- German drugmaker Merck KGaA is bulking up its capacity for making messenger RNA medicines, announcing Thursday an agreement to acquire the Indianapolis-based contract manufacturer Exelead.
- Exelead, which Merck KGaA is buying for $780 million in cash, specializes in lipid nanoparticles, the tiny bubbles of fat used to deliver synthetic messenger RNA into the body. They're used in Pfizer and BioNTech's, as well as Moderna's vaccines for COVID-19, the former of which Exelead has helped to manufacture in small amounts.
- The companies expect the deal to close in the first quarter. Merck KGaA said it intends to scale up Exelead's headquarters in Indianapolis, where the smaller company employs over 200 people.
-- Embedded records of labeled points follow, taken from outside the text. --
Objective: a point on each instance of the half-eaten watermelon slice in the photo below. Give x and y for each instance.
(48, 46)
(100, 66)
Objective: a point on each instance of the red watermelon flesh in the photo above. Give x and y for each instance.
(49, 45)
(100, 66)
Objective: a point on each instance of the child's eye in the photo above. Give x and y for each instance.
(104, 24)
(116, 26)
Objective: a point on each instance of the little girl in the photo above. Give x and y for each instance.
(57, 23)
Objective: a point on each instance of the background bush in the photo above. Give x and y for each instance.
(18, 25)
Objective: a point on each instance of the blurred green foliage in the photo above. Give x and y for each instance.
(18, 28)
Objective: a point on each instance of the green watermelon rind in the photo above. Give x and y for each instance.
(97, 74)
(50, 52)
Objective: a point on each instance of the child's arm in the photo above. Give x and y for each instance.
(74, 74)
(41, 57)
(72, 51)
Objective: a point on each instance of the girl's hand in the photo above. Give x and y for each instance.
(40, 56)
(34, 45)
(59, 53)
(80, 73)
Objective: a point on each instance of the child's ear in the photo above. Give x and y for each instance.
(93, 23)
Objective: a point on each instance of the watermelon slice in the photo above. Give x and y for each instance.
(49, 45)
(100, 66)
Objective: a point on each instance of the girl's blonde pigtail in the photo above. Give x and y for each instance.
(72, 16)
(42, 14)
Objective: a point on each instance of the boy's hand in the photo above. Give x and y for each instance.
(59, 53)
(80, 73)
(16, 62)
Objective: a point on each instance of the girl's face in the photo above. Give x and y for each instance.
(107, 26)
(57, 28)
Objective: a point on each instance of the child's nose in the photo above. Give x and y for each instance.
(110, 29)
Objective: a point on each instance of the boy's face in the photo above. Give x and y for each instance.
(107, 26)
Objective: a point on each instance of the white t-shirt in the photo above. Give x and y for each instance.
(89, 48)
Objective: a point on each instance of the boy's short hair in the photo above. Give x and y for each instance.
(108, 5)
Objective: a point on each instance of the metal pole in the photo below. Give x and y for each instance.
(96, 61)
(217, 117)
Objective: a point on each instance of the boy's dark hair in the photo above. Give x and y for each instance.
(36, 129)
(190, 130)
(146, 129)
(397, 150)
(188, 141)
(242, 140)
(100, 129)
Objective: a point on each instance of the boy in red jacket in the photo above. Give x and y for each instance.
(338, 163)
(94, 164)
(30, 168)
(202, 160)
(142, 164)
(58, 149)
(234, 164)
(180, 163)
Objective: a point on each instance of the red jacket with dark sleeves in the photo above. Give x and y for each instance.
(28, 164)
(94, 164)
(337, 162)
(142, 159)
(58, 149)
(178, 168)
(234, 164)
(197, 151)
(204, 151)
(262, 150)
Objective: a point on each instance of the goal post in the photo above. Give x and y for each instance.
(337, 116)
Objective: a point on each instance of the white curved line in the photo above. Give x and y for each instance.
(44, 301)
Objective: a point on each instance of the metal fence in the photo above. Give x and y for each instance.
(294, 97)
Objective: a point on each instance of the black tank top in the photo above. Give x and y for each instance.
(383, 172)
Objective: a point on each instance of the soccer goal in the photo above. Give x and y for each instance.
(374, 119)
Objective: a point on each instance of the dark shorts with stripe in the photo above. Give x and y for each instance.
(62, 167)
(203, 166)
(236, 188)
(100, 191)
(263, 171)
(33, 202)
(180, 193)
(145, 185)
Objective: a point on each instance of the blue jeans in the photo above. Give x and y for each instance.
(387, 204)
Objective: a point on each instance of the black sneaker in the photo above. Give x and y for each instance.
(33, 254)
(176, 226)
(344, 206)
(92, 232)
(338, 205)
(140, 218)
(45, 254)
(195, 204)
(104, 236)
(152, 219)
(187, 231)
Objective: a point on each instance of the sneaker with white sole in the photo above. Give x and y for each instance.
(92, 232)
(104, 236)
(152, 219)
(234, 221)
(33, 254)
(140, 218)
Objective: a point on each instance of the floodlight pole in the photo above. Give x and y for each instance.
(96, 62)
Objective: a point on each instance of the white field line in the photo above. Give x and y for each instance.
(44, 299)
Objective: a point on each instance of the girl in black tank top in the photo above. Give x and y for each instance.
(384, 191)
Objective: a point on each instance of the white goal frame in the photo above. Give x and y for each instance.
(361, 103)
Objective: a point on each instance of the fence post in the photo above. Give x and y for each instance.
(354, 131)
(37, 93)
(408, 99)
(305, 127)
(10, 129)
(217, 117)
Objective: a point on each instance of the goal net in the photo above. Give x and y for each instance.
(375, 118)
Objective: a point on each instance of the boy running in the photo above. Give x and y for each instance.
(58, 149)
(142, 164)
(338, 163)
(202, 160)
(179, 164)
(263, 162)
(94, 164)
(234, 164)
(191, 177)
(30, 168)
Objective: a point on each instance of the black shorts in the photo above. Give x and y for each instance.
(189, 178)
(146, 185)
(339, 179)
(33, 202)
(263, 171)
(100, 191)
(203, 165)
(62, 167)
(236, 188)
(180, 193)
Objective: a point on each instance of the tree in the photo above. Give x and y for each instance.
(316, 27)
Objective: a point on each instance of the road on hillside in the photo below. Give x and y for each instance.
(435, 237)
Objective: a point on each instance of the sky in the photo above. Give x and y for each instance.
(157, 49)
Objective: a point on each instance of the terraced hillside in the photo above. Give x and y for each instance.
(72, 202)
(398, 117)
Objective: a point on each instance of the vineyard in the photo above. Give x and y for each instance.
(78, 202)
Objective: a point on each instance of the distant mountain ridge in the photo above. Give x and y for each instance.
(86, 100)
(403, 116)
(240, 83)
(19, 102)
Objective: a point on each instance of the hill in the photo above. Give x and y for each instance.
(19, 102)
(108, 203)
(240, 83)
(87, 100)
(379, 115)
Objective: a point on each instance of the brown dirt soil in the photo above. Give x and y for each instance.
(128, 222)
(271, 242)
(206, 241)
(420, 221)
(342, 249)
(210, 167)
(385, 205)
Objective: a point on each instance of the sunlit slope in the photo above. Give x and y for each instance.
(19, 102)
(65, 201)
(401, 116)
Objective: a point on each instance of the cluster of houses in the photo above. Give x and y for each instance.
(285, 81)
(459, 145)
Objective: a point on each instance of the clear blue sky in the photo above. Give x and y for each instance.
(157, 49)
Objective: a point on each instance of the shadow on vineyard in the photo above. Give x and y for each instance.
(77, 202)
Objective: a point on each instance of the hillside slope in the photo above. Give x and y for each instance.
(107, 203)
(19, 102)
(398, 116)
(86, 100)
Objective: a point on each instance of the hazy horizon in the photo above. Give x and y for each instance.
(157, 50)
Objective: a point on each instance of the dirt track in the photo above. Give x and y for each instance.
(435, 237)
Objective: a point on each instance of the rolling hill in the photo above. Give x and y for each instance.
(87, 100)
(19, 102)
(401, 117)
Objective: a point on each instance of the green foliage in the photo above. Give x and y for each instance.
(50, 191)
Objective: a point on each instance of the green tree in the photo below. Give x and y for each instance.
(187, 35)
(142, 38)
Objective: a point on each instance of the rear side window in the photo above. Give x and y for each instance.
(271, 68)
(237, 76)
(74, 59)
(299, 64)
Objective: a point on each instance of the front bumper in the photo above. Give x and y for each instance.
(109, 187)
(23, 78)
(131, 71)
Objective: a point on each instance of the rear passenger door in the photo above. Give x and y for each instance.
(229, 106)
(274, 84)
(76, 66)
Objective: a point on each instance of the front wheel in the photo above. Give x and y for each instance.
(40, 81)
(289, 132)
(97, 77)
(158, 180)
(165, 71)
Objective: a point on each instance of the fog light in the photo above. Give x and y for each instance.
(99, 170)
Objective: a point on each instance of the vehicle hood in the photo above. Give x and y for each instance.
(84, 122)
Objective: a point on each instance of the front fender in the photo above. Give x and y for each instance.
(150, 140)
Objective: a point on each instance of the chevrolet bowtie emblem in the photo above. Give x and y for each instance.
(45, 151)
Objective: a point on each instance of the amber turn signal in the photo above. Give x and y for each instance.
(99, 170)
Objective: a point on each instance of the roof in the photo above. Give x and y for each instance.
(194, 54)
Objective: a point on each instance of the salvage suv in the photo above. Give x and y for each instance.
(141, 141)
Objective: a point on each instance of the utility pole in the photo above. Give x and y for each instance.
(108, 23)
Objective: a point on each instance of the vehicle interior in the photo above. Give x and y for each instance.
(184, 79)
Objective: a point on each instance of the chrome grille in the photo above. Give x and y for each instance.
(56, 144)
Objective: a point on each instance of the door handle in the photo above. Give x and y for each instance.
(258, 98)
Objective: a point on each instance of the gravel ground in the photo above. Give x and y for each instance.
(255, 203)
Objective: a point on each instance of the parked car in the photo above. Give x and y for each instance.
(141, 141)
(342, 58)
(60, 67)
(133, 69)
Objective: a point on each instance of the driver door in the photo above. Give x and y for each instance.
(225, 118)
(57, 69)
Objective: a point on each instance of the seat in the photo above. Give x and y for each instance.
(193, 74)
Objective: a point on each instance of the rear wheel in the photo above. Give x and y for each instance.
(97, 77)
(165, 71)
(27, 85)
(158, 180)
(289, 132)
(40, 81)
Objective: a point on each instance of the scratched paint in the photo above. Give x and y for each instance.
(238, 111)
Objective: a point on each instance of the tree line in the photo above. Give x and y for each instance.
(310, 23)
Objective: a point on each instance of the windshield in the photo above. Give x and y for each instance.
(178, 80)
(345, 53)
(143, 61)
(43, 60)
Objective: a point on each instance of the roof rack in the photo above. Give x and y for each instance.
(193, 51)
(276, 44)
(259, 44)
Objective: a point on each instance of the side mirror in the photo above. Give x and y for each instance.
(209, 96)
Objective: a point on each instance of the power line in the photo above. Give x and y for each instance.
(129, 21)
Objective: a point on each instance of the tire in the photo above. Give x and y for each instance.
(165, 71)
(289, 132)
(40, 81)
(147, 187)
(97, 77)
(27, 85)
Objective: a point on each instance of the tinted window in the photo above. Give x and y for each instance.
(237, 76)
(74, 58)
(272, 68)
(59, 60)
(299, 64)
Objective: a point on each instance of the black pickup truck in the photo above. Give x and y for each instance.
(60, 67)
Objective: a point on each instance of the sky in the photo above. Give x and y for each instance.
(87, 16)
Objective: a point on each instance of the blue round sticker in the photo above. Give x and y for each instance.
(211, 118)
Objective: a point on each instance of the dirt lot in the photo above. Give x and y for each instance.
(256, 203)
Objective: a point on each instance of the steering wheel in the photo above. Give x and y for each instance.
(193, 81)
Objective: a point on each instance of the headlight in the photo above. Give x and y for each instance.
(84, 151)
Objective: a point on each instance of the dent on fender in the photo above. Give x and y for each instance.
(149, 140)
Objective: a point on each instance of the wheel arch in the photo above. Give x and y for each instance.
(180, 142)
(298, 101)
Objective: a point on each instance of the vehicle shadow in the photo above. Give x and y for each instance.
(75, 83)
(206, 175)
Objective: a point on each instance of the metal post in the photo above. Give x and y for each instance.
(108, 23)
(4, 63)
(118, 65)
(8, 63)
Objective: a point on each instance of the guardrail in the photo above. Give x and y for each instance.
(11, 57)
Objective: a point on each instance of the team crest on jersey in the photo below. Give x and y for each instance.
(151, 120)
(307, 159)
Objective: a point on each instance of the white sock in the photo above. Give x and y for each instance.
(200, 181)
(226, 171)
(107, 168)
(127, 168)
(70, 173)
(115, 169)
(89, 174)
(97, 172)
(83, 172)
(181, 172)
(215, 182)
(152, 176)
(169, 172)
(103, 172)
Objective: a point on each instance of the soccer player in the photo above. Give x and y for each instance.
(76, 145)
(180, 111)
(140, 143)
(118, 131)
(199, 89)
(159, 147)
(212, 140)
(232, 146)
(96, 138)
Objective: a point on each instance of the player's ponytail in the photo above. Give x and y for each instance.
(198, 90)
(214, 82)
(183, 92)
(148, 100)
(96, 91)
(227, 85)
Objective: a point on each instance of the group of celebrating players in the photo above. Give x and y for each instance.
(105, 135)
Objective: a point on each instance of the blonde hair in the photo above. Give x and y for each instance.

The success of mRNA vaccines for COVID-19 has propelled interest and investment in the drugmaking technology outside of infectious disease. Thursday's deal by Merck KGaA, one of the larger contract manufacturers for the drug industry, signals its expectations that producing mRNA medicines and their components will be a growing business in the future.
"The acquisition of Exelead will further enable us to capture the significant potential of the fast-growing market for mRNA therapies by providing leading CDMO services to our customers," said Belén Garijo, Merck KGaA's CEO, in a statement.
The deal comes roughly a year after Merck KGaA bought AmpTec, another contract manufacturer that specializes in mRNA production.
mRNA vaccines and treatments have several components, the core of which is the genetic sequence of messenger RNA encoding for a target protein. But to get that sequence to the desired cells in the body, drugmakers have to wrap the mRNA in a shell of lipids, some of which are common and easy to make while others are more complicated.
The mRNA and lipids are then carefully combined to create lipid nanoparticles that can be joined with other components to make an injectable medicine or vaccine.
Exelead, which according to its website is owned by Italy's Essetifin SpA, says it can make lipid nanoparticles as well as other products like liposomal complexes and oligonucleotides. It manufactures five medicines, including Horizon Therapeutics' Krystexxa, Servier's Oncaspar and Takeda Pharmaceuticals' Kalbitor. Exelead also serves as a contract manufacturer for others.